A typical example of a stochastic constraint problem is that of modeling portfolio optimization under the assumption that the portfolio return stochastically dominates a reference return, such as an index. This paper describes ways in which constraint-based ideas can be applied to stochastic optimization problems.
Crudely, stochastic domination of one variable by another means that the second variable can be expected to be larger than the first. There are two notions of stochastic dominance that are relevant here: first order and second order. Adding first-order dominance constraints to an optimization problem leads to a situation where the feasible region fails to be convex.

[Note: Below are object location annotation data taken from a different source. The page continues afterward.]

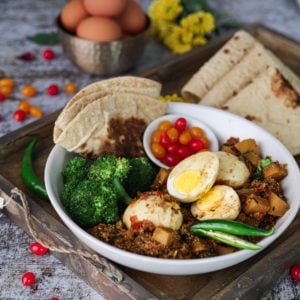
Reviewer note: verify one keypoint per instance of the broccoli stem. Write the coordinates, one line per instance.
(121, 191)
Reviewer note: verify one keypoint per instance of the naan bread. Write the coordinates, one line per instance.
(218, 65)
(113, 124)
(272, 103)
(251, 65)
(100, 89)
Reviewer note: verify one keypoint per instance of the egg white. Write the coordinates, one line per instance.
(220, 202)
(193, 177)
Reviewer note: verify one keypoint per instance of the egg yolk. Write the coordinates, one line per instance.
(187, 181)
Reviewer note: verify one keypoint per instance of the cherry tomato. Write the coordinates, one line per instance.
(196, 145)
(158, 150)
(173, 134)
(172, 159)
(19, 115)
(38, 249)
(6, 81)
(6, 90)
(2, 97)
(155, 136)
(184, 151)
(196, 132)
(48, 54)
(185, 137)
(164, 125)
(295, 272)
(53, 90)
(28, 91)
(28, 279)
(35, 111)
(181, 124)
(165, 140)
(24, 105)
(70, 87)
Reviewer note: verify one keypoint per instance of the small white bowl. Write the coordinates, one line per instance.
(214, 143)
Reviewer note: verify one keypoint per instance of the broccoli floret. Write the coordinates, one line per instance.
(93, 202)
(108, 167)
(140, 176)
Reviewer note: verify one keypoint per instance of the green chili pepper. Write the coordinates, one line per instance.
(30, 179)
(228, 239)
(231, 227)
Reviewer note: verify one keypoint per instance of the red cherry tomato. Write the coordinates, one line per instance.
(180, 124)
(53, 90)
(2, 97)
(48, 54)
(172, 159)
(28, 279)
(295, 272)
(19, 115)
(196, 145)
(38, 249)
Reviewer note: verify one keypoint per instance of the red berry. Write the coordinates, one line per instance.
(38, 249)
(19, 115)
(48, 54)
(2, 97)
(28, 279)
(53, 90)
(295, 272)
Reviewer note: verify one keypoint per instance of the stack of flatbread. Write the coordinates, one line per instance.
(247, 79)
(109, 117)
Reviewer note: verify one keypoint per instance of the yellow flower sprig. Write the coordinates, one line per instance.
(179, 32)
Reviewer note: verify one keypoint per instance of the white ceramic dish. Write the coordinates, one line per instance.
(225, 125)
(173, 117)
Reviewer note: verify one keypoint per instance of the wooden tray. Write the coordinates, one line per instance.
(247, 280)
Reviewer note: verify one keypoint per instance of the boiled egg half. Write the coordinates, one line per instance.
(193, 177)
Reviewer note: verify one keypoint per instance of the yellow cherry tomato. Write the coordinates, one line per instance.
(24, 105)
(35, 111)
(6, 81)
(28, 91)
(6, 90)
(70, 88)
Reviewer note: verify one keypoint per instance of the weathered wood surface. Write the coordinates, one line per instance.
(232, 283)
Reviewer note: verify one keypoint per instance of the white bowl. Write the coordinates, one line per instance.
(173, 117)
(225, 125)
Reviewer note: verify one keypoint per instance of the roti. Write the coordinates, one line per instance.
(218, 65)
(99, 89)
(272, 103)
(113, 124)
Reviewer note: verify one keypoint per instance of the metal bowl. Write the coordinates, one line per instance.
(103, 58)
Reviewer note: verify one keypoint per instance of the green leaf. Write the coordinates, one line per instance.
(44, 38)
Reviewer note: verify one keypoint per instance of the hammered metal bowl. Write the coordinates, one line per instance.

The paper describes a new relaxation of a first-order constrained optimization model obtained by using second-order stochastic domination (SSD). This relation has a convex feasible set. The authors derive a number of valid constraints for the problem, and generate disjunctive cuts that are valid for the relaxed problem. They further develop three heuristics for constructing feasible solutions. The methods are applied to a number of instances of the portfolio optimization problem. The authors’ SSD relaxation method is compared to the usual linear programming (LP) relaxation (which is obtained by introducing binary variables). The SSD relaxation shows a significantly smaller relative optimality gap, and at the same time is able to handle instances where the usual LP relaxation runs out of memory.
The efficacy of the three heuristics is also compared. The paper assumes familiarity with disjunctive cuts and the lift-and-project procedure. The details of the authors’ contribution are presented explicitly, so the paper can be fairly easily followed.